Mit DANUBIUS wurde eine mehrtägige koordinierte Aktion auf Wasserstraßen mit Focus auf dem Rhein-Main-Donau-Gebiet abgehalten. Aus Deutschland waren Länderpolizeien aus dem Saarland, Nordrhein Westfalen, Rheinland-Pfalz, Hessen und Baden-Württemberg beteiligt. Wieder waren Frontex und Interpol integriert, die EU-Polizeiagentur Europol sorgte zudem mit einer Standleitung für den ungebremsten Zugriff auf ihre Datensammlungen.

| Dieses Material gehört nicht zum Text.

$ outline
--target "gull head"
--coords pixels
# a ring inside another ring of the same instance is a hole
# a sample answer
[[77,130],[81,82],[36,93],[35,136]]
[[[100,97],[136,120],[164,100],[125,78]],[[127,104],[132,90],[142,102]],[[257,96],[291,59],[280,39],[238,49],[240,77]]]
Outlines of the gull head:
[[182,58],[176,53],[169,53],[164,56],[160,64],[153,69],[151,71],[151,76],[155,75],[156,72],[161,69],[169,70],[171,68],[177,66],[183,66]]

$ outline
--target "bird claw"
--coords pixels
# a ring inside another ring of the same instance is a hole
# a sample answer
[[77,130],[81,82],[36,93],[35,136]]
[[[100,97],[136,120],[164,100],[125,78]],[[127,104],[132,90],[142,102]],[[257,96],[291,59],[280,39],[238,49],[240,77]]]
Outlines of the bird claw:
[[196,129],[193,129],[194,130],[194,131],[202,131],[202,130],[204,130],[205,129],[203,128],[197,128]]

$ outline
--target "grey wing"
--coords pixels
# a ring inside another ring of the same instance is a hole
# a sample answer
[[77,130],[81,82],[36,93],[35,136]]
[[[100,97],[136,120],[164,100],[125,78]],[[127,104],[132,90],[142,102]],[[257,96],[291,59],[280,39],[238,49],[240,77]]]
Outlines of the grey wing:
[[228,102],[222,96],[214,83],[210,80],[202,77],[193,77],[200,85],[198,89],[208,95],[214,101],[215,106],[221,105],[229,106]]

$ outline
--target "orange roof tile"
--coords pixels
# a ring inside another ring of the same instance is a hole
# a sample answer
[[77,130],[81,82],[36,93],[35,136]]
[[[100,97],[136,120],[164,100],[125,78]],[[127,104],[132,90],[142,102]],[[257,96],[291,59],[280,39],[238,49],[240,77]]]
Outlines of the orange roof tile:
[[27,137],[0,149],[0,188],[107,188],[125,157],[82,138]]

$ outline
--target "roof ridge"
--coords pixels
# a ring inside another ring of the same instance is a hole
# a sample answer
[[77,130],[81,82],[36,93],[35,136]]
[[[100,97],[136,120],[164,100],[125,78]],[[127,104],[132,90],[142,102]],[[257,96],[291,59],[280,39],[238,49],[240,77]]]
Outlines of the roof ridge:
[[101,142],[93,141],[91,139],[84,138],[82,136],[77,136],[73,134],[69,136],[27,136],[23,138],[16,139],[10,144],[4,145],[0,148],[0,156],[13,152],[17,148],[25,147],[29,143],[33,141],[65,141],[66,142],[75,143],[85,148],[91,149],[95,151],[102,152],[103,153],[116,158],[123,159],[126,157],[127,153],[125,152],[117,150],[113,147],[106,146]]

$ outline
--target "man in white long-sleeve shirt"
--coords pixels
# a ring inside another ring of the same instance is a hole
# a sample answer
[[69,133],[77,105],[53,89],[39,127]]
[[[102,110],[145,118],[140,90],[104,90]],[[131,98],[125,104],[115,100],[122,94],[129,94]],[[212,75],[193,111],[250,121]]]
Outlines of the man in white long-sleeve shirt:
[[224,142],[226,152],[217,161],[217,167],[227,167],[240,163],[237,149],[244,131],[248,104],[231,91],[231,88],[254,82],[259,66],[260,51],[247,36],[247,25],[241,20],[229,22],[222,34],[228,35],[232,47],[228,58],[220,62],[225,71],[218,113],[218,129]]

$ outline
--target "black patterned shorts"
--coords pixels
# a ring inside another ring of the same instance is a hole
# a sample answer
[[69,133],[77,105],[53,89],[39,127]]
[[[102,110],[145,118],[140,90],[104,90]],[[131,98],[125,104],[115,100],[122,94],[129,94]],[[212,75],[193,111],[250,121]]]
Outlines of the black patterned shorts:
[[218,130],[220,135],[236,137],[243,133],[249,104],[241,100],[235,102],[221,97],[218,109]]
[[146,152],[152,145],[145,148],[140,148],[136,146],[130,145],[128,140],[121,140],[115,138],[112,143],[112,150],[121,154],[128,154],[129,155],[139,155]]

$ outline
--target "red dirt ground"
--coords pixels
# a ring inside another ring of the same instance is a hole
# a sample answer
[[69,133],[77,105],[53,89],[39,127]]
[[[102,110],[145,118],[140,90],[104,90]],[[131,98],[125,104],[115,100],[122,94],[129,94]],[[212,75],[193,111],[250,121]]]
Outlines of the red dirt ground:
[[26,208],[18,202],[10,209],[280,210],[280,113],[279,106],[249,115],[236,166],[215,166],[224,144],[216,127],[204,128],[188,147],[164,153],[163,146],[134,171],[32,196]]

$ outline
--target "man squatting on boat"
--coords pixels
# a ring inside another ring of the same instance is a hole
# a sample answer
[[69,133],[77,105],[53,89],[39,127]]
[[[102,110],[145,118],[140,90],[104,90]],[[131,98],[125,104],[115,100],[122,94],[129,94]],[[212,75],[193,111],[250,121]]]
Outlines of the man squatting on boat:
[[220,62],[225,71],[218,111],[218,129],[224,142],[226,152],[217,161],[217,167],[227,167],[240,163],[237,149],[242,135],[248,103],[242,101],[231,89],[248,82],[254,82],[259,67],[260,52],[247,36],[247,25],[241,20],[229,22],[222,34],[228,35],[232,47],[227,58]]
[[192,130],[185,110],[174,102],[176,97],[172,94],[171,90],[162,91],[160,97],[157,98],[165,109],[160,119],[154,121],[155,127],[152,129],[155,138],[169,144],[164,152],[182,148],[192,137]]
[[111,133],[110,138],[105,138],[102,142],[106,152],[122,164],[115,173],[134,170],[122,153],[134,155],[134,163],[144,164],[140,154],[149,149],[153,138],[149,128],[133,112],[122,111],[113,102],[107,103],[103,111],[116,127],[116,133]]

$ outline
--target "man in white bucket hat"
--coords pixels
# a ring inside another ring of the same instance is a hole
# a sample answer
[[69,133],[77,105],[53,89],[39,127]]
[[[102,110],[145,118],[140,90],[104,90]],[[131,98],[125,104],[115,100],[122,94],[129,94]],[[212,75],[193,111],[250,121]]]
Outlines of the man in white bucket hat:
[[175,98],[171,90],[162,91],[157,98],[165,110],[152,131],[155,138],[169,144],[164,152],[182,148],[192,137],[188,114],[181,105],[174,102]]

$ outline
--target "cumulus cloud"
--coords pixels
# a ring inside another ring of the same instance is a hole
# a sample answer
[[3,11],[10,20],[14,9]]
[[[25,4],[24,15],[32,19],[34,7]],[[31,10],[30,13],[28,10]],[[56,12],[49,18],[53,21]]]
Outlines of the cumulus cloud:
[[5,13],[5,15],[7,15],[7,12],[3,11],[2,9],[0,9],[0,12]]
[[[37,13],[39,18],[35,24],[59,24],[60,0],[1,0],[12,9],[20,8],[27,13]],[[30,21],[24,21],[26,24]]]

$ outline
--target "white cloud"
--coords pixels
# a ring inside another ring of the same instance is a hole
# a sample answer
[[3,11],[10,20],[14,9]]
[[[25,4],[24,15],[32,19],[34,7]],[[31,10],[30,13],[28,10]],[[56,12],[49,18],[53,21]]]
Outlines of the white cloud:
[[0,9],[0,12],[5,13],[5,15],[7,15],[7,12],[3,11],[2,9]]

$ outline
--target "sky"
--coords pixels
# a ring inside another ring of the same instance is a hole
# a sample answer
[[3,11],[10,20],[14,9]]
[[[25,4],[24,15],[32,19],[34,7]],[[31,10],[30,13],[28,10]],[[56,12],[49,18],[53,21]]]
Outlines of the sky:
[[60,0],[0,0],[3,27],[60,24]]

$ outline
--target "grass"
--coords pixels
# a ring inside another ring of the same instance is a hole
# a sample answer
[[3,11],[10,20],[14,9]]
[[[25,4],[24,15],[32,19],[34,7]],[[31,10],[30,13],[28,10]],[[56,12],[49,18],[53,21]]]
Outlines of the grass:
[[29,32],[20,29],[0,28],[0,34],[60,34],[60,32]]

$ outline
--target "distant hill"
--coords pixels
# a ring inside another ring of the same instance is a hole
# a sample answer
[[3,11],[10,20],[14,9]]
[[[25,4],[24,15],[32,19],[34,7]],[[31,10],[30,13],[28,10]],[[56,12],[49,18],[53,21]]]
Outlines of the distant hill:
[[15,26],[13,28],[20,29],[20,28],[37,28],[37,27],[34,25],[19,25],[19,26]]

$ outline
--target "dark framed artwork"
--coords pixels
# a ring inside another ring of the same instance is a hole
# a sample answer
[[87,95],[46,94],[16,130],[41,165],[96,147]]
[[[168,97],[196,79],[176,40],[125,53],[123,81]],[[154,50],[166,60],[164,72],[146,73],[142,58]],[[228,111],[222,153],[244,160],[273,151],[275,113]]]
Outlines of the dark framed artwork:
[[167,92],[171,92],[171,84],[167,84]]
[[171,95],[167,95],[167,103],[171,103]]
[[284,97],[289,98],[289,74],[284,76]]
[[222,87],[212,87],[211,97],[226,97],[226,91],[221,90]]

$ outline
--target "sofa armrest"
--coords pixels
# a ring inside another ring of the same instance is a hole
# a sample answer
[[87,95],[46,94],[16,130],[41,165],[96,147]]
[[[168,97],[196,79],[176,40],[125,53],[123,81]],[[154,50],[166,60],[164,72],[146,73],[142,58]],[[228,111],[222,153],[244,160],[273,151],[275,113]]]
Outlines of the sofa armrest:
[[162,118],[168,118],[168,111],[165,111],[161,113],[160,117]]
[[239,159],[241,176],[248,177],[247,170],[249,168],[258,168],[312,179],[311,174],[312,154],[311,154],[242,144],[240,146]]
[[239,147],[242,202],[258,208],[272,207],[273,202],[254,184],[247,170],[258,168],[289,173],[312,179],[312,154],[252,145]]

Insgesamt nahmen Polizeibehörden und Gendarmerien aus 14 Mitgliedsstaaten teil, die hierfür auf 200 Schiffen unterwegs waren. Ziel war die Bekämpfung von Schmuggel, organisierter Kriminalität und unerwünschter Migration. Über 2.000 Wasserfahrzeuge wurden gestoppt, 246 Strafen verhängt, 113 Warnungen ausgesprochen und 168 "andere Maßnahmen" ergriffen.
Auch die polnische Ratspräsidentschaft betreibt die grenzüberschreitende Synchronisation von EU-Polizeien: Im September spürt die zweitägige Gemeinsame Polizeioperation EUROCAR der KfZ-Kriminalität nach, und in der letzten Oktoberwoche sorgt DEMETER mit der Verfolgung unerwünschter Migrationsströme für die neuerliche Aufhebung der Freizügigkeit im Schengen-Raum.